The  mystery was fine.  I found some implausible bits in the plot, but they didn't bother me much—probably because the whole premise was implausible…in a rather fun way.   

For a book with such a premise, I expected it to be funnier, more spoof-life, but it took itself rather seriously.  There were funny bits, but I wouldn't really classify it as humor. 

Overall: enjoyable if you take it for what it is.  

More accurate rating: 3.5

Tuesday, March 14, 2023

Second Chance Cats, edited by Callie Smith Grant

As the subtitle says, this is a collection of "True stories of the cats we rescue and the cats who rescue us."  I really enjoyed it.  Lots of warm fuzzies.  A bit of heartbreak.  Some "Yes!  My cat does that!" moments.  Some laughs and smiles.  With such a collection, there are always stories I like more than others or think are better written.  A few got a little preachy or a little samey, but none were bad.  Of course, my love of cats couldn't have ANYTHING to do with my enjoyment level. 

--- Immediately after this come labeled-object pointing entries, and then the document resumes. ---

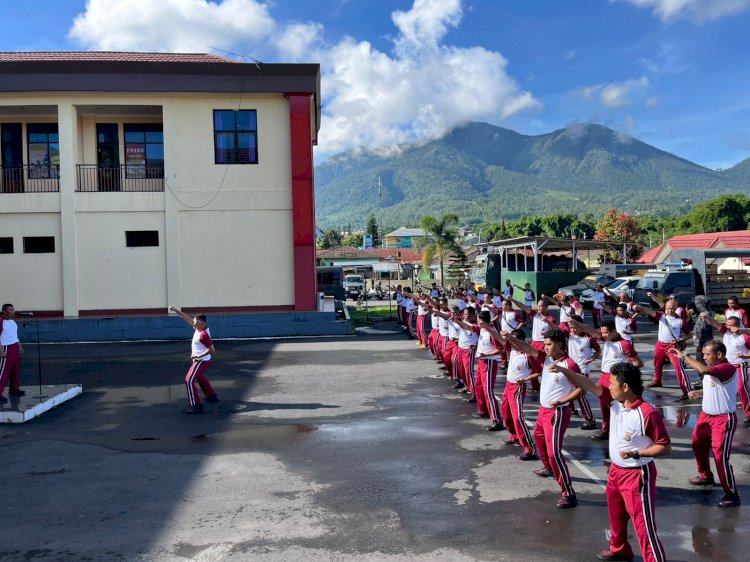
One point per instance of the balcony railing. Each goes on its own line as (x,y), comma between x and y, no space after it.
(33,178)
(119,178)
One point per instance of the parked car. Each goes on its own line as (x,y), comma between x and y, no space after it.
(588,282)
(353,285)
(626,284)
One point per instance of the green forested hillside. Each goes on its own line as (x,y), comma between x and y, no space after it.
(484,173)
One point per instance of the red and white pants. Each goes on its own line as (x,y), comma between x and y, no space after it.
(715,432)
(485,389)
(512,409)
(196,376)
(466,359)
(631,494)
(10,367)
(660,356)
(549,434)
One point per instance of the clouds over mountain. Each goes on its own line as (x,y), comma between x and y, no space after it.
(700,11)
(415,92)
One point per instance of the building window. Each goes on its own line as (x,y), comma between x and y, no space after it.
(39,245)
(144,150)
(44,150)
(235,136)
(6,245)
(141,238)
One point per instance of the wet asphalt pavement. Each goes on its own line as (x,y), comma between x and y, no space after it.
(320,449)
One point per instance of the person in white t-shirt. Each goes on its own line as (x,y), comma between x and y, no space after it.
(10,354)
(202,348)
(717,421)
(638,436)
(737,341)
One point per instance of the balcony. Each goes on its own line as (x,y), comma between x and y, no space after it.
(93,178)
(34,178)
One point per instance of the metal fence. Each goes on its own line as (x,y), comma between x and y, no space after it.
(119,178)
(30,179)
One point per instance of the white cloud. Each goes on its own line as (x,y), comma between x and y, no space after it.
(170,25)
(371,99)
(700,11)
(615,94)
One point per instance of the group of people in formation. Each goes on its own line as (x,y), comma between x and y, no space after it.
(482,333)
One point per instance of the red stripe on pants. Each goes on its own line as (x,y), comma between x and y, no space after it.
(485,387)
(742,387)
(631,494)
(660,356)
(196,374)
(549,434)
(10,367)
(715,432)
(605,401)
(512,408)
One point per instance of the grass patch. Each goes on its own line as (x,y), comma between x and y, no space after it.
(360,316)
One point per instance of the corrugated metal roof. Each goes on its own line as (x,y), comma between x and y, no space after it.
(403,231)
(110,56)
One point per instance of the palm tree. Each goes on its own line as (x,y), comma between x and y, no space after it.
(440,239)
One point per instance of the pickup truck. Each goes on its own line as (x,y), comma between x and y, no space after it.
(691,277)
(353,284)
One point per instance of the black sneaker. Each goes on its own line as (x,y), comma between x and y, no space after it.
(730,500)
(608,555)
(702,481)
(567,502)
(588,425)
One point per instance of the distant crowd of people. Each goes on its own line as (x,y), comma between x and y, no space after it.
(482,333)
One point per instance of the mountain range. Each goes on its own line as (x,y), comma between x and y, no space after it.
(484,173)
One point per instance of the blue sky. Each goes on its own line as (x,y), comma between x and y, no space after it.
(673,73)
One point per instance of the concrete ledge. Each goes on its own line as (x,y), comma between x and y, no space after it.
(277,324)
(24,408)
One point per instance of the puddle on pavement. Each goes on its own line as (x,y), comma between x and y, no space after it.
(230,440)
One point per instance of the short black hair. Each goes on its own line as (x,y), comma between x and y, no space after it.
(627,373)
(717,345)
(556,336)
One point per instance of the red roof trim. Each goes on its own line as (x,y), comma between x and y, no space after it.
(111,56)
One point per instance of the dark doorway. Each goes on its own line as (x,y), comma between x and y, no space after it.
(108,156)
(11,145)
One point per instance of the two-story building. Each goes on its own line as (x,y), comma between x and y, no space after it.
(132,181)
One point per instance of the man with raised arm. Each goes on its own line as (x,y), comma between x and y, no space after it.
(717,421)
(200,354)
(521,365)
(638,436)
(554,414)
(737,342)
(615,351)
(673,332)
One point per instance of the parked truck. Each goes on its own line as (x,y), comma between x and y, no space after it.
(695,272)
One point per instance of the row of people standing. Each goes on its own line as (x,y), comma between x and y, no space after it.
(560,356)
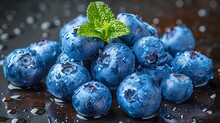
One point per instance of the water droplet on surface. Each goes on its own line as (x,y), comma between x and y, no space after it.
(67,13)
(10,17)
(18,120)
(45,25)
(58,76)
(202,28)
(11,111)
(17,31)
(7,99)
(202,13)
(179,22)
(4,36)
(42,7)
(4,26)
(213,4)
(57,22)
(30,20)
(22,25)
(38,111)
(179,3)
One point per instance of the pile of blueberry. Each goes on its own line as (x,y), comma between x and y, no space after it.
(142,67)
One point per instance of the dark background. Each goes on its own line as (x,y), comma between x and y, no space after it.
(21,23)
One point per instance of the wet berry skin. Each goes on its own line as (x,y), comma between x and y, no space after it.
(65,77)
(137,26)
(24,67)
(194,65)
(64,58)
(78,21)
(157,73)
(92,99)
(176,87)
(149,51)
(139,96)
(48,50)
(178,39)
(114,63)
(80,47)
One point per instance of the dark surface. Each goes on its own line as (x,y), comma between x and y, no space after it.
(203,106)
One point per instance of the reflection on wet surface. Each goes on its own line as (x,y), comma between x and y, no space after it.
(26,22)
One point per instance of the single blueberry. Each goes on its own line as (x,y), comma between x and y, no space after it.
(92,99)
(176,87)
(24,67)
(65,77)
(48,50)
(157,73)
(80,47)
(113,65)
(139,96)
(137,26)
(194,65)
(178,39)
(149,51)
(78,21)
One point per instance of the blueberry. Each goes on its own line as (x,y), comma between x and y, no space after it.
(178,39)
(139,96)
(64,58)
(157,73)
(80,47)
(115,40)
(137,26)
(170,59)
(176,87)
(63,78)
(24,67)
(92,99)
(194,65)
(78,21)
(149,51)
(113,65)
(48,50)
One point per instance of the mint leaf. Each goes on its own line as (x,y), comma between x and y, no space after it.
(88,30)
(117,29)
(102,23)
(99,11)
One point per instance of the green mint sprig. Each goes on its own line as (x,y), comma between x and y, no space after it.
(102,23)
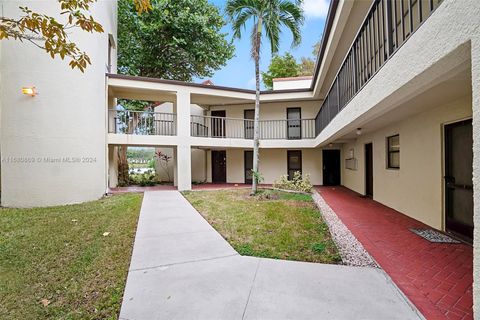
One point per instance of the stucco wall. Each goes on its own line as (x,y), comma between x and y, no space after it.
(272,165)
(54,145)
(198,165)
(416,189)
(292,83)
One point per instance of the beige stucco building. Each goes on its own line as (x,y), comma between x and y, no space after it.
(392,112)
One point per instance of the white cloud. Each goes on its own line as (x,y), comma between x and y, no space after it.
(316,8)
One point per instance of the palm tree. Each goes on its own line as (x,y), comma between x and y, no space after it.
(271,16)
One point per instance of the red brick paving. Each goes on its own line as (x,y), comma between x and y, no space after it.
(436,277)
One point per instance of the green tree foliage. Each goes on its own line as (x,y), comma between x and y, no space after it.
(178,39)
(268,18)
(307,66)
(51,35)
(280,67)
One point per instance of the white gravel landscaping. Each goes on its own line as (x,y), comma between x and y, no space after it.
(351,250)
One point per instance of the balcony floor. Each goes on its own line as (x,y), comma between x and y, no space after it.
(436,277)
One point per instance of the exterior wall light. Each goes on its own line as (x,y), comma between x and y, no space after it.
(29,91)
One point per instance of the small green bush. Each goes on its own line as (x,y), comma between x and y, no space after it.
(298,183)
(146,179)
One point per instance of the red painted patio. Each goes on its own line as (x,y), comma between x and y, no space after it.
(436,277)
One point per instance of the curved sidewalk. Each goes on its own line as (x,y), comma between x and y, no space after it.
(182,268)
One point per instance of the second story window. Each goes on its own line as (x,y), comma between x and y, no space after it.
(393,152)
(294,123)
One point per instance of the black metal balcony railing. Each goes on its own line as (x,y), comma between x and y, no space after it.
(220,127)
(388,24)
(142,123)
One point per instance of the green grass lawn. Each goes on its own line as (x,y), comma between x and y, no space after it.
(60,263)
(273,224)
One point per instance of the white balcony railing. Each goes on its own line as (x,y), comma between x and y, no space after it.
(220,127)
(142,123)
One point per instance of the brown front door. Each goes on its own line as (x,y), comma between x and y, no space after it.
(369,170)
(218,124)
(331,167)
(248,164)
(458,179)
(219,166)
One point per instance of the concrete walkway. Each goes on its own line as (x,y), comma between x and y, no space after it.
(182,268)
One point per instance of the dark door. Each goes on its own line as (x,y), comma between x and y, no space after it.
(369,170)
(249,116)
(248,158)
(294,124)
(218,124)
(458,179)
(331,167)
(294,162)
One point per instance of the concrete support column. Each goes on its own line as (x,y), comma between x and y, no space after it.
(183,154)
(476,172)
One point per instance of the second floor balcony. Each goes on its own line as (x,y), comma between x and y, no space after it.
(235,128)
(165,124)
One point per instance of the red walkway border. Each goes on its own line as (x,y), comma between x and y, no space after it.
(436,277)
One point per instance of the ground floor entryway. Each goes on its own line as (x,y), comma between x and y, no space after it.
(436,277)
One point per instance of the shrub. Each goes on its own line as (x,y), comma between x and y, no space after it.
(298,183)
(146,179)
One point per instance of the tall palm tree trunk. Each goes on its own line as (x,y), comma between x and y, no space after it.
(256,123)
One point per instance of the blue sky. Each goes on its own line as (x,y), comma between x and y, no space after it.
(239,71)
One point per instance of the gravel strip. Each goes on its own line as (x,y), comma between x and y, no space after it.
(351,250)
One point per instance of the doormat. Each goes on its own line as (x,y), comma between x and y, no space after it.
(433,235)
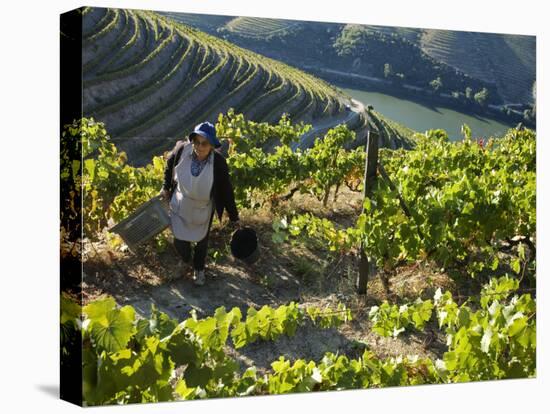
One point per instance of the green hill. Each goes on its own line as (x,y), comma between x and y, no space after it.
(151,79)
(503,63)
(507,60)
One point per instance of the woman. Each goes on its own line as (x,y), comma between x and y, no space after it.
(197,183)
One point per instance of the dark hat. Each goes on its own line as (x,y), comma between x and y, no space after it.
(208,131)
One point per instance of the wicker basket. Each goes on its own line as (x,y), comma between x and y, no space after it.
(143,224)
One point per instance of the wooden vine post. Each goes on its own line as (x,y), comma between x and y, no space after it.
(371,164)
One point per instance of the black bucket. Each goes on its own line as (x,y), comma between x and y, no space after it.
(244,245)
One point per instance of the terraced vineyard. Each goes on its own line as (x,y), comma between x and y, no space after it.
(261,28)
(151,79)
(507,60)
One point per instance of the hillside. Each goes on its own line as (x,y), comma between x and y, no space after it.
(507,60)
(151,79)
(502,63)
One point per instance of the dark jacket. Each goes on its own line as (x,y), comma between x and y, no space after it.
(222,190)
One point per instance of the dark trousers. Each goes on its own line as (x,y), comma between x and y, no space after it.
(183,247)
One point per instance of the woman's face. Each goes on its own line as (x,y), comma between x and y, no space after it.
(201,146)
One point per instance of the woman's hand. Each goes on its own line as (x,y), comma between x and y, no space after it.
(163,194)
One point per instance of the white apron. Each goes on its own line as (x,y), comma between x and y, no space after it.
(191,206)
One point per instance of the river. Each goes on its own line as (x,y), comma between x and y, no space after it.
(420,116)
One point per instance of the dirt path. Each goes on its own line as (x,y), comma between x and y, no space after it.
(306,274)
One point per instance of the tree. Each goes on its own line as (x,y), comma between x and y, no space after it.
(436,84)
(482,96)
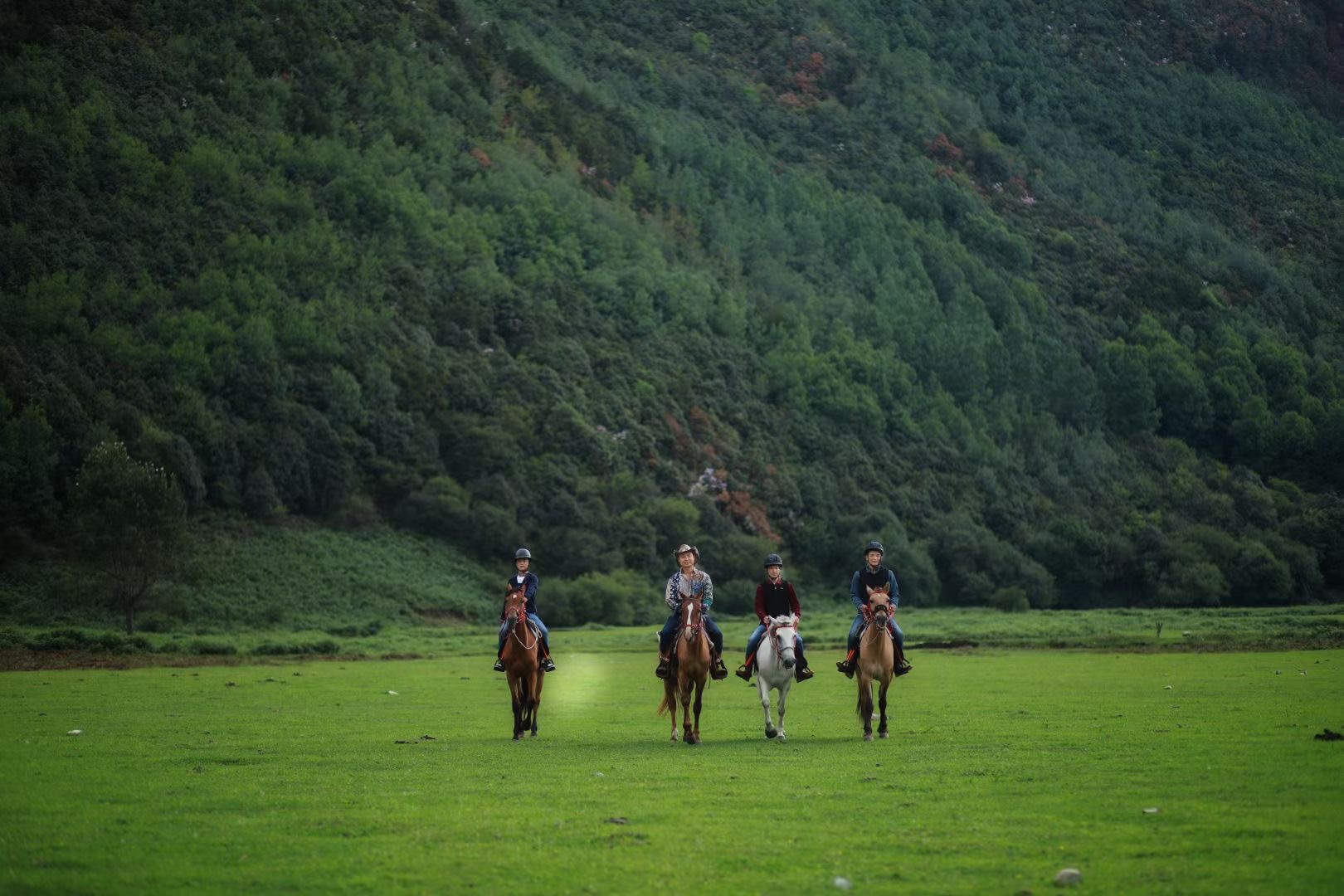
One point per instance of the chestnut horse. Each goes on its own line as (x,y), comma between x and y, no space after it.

Now I want to read some of the other collections edited by Callie Smith Grant.

4.5 stars.   

Thursday, March 2, 2023

Witches of Brooklyn: What the Hex?!, by Sophie Escabasse


This is another really cute instalment of the series.  There's good friend drama, creative magic, peaceful solutions to problems, a cute pet, and more.  I'm still loving the art, the characters, and the overall feel of the series.

4.5 stars

See my review of the first book here:  Witches of Brooklyn. 

Tuesday, February 28, 2023

Equity in the Desert

A strange thing about the desert:  some plants leaf out after a good rain.  But apparently not all plants have equal access to the rain.  Here are two ocotillos, one on the right side of the trail and one on the left.  They were close enough to touch at the same time (and I took the two pictures from the same spot).  Amazing.  And you can draw some interesting parallels to our society, no?  

Tuesday, February 21, 2023

Hummingbird in Phoenix

 While I was hiking at the Piestewa Peak area in Phoenix, I spotted this beauty:

I love  hummingbirds.

Wednesday, February 15, 2023

Fun Trail Signs--White Tank Regional Park, Phoenix

Fun trail sign at White Tank Regional Park:

This is on the Ford Canyon trail, and it's really not that hazardous.  But it IS a very fun trail, with a nice destination (little pools that hold water much of the year).    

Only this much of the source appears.